The 1-d manifold embedding of high-dimensional data and its application in data classification and image inpainting


Recently, the image-patch ordering method has been introduced in image processing. The method sorts patches of an image into a sequence so that on which we may apply 1-d signal processing technique. However, the sorting method above does not count the metric between the sorted data: All points on the sequence are uniformly arranged. In this talk, we introduce a 1-d manifold embedding model for the data sorting. In the model, we consider the data set residing on a curve in a high dimensional space.
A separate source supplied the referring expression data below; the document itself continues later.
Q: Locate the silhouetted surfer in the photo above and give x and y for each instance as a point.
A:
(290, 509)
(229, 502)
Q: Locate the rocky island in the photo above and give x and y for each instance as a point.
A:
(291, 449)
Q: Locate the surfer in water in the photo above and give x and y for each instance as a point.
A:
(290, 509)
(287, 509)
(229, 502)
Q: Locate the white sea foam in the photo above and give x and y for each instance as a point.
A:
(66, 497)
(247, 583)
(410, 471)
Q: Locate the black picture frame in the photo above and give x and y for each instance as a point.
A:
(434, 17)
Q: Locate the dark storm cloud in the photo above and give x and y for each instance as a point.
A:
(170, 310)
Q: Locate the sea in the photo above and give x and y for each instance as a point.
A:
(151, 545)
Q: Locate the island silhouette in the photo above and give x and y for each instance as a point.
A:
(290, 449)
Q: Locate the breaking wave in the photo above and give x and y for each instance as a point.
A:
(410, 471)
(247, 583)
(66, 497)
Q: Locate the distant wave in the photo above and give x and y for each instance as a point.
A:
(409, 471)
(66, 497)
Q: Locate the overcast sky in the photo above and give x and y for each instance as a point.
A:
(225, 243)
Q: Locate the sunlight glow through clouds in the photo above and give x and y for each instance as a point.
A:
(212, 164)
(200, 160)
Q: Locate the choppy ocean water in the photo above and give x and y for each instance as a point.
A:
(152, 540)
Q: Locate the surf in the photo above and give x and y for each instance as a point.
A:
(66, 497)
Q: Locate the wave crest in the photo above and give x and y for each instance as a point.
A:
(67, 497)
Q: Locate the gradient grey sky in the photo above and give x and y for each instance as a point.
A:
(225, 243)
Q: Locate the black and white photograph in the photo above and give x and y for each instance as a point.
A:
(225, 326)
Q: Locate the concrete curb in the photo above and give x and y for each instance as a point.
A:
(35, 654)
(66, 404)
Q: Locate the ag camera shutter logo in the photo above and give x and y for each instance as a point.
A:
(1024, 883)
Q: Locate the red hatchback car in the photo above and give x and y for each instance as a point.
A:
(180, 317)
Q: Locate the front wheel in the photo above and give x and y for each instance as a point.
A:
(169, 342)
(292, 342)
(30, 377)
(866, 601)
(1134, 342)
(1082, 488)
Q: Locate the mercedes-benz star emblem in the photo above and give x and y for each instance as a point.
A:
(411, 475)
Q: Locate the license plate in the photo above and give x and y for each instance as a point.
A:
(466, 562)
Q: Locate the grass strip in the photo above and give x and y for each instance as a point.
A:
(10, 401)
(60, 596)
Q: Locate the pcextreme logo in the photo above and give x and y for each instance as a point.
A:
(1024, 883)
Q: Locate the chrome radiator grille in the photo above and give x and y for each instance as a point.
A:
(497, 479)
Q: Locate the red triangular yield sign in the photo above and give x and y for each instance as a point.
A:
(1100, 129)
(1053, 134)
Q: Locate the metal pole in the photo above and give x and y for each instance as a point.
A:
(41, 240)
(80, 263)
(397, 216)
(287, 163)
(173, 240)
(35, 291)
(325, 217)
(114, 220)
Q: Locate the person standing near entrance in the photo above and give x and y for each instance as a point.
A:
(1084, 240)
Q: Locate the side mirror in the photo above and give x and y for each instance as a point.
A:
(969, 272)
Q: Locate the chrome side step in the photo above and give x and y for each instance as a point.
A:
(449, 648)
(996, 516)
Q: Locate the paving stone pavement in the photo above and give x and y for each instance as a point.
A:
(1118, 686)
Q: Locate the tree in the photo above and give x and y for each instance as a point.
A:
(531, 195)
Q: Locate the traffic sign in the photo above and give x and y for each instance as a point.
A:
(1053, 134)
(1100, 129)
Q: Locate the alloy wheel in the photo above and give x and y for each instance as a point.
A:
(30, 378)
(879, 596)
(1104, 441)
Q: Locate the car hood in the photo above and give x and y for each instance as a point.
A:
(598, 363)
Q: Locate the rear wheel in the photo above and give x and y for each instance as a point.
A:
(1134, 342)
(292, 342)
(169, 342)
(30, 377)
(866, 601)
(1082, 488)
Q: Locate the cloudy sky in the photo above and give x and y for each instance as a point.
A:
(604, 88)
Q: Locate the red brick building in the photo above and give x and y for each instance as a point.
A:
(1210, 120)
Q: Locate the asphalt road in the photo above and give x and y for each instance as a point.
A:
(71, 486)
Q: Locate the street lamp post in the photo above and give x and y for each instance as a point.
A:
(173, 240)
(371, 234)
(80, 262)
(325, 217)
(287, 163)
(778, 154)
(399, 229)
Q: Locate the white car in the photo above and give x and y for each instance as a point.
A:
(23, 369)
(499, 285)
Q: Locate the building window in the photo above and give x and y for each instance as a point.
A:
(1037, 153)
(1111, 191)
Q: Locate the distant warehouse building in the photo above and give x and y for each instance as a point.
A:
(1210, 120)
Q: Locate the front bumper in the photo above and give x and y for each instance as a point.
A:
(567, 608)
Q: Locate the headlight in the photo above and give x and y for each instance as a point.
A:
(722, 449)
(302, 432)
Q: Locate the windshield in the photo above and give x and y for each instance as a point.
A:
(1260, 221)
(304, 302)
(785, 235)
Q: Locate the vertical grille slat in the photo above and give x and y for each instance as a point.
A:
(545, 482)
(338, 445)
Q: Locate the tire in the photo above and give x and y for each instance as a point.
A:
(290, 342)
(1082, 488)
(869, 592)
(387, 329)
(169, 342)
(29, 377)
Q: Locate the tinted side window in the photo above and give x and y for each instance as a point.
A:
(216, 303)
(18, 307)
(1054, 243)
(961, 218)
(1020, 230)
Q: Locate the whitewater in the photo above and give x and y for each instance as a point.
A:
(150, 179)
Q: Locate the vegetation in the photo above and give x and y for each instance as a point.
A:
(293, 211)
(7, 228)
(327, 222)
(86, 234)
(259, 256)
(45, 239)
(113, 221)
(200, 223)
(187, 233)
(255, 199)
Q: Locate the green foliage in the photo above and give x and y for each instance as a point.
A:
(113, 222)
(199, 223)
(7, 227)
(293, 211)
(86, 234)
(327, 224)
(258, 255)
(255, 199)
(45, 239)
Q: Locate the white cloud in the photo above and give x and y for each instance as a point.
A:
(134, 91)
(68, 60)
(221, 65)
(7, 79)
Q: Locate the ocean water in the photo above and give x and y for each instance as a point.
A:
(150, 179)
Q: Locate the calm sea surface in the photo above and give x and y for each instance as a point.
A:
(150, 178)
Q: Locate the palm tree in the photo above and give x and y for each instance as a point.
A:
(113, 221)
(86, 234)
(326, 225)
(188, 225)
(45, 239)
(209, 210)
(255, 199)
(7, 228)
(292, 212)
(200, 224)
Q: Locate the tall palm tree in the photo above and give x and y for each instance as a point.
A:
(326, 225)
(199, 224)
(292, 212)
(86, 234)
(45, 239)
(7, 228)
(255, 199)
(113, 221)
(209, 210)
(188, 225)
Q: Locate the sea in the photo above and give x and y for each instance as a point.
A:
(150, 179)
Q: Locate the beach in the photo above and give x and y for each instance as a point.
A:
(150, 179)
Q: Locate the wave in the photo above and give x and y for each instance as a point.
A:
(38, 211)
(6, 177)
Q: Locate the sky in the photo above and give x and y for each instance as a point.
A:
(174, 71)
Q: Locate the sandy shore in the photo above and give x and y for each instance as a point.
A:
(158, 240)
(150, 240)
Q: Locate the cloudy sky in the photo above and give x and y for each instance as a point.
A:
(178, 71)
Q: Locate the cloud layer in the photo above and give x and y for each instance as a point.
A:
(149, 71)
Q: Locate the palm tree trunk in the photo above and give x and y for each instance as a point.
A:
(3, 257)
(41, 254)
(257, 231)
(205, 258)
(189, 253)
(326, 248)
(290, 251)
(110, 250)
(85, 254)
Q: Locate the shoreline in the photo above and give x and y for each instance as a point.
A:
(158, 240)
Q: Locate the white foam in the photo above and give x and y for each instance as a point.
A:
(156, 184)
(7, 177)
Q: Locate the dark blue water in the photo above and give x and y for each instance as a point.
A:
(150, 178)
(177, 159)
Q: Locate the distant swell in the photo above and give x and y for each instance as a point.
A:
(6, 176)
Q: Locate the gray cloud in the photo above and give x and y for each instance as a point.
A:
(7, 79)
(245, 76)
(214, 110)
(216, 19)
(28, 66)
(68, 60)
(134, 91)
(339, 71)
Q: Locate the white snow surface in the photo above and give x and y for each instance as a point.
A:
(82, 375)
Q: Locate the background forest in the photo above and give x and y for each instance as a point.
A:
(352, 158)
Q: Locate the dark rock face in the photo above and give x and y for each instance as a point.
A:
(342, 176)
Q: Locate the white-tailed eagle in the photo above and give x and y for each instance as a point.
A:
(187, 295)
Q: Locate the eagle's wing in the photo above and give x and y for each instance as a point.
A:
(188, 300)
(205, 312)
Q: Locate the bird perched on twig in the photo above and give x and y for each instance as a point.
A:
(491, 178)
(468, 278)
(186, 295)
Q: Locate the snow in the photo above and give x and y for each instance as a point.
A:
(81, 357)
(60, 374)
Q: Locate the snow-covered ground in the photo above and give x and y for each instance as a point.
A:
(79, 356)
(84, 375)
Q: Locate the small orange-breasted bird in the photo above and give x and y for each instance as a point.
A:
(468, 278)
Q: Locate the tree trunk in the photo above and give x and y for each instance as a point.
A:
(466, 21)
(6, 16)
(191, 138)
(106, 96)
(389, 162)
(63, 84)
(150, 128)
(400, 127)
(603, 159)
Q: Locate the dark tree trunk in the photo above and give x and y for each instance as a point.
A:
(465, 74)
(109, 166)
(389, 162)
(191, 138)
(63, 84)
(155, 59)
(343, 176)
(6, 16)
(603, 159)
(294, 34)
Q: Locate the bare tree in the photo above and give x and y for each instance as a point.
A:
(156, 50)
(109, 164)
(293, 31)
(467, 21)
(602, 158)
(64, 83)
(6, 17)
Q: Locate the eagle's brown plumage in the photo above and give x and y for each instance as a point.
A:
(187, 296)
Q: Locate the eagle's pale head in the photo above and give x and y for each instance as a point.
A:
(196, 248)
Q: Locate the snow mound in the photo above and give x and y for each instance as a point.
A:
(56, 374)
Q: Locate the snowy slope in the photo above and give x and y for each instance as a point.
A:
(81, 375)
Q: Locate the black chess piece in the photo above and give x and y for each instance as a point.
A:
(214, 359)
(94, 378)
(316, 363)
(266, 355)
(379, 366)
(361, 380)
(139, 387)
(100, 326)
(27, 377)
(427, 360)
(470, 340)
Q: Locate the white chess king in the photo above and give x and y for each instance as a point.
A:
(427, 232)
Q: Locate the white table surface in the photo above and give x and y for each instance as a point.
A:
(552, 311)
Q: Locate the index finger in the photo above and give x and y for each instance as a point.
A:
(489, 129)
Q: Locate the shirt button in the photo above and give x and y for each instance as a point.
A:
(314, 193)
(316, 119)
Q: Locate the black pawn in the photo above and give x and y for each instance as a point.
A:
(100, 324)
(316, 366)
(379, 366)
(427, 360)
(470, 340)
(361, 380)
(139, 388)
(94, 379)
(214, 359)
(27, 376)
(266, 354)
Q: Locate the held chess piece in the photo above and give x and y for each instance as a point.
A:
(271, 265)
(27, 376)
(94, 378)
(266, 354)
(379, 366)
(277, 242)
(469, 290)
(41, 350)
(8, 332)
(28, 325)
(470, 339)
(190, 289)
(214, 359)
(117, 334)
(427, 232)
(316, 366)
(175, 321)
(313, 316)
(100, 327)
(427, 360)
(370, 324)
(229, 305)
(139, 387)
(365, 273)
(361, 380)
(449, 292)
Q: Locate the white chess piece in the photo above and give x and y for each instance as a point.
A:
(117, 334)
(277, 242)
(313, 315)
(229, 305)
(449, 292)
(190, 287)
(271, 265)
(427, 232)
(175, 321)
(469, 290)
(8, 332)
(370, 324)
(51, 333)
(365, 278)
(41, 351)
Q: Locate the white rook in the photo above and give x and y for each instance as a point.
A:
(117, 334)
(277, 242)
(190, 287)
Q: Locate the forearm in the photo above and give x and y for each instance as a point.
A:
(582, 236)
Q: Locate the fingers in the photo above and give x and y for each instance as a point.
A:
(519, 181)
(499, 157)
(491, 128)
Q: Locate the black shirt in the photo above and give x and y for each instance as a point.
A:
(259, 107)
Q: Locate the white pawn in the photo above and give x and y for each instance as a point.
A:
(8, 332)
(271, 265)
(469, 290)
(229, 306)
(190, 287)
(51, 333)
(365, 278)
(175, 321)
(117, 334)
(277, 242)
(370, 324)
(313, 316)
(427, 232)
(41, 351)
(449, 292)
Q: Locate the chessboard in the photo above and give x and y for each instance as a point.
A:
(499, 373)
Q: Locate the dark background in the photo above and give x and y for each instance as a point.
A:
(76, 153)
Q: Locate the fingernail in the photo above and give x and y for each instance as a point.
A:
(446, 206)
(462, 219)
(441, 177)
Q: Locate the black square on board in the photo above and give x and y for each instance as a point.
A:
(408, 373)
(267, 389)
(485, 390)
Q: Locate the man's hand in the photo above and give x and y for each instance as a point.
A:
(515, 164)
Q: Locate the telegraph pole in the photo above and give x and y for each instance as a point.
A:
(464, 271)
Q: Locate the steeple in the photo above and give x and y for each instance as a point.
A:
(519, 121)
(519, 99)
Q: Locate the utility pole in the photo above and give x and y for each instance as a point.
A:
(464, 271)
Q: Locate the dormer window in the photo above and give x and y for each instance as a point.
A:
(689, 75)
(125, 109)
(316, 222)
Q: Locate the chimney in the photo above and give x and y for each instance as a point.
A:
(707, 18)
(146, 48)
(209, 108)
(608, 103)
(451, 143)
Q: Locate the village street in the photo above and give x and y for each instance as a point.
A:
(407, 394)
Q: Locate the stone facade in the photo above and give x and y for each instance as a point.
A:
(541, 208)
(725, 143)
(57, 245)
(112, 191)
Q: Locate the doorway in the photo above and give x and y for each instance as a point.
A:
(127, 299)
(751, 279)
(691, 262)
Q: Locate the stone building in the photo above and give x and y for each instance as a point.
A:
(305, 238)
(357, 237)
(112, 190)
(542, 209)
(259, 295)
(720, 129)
Then we isometrically map the data set onto a straight line so that a metric is defined on the data. Since the metric more precisely describes the similarity of the sorted data, when we apply interpolation, filtering, and other operators on the data, we will obtain more accurate results. We have applied the new model in handwritten digits classification and image inpainting and obtained better results than other existent methods.


Prof. Jianzhong WANG
Department of Mathematics and Statistics
Sam Houston State University, Huntsville

Date & Time

21 May 2014 (Wednesday) 15:30 - 16:30


J319 (University of Macau)

Organized by

Department of Computer and Information Science


Prof. Jianzhong Wang received his Bachelor degree in Mathematics from Peking University, China, in 1967, Master Degree in Mathematics from Zhejiang University, China, in 1981 and PhD degree in Wuhan University, China, in 1984. Since 2003, he has been working at the Department of Mathematics and Statistics, Sam Houston State University as a Professor. Currently he is the Associate Chief-Editor of the International Journal of Applicable Analysis, USA. His research areas include: 1) Splines, wavelets, and their applications; 2) Mathematical methods in image science and 3) High-dimensional data processing and dimensionality reduction.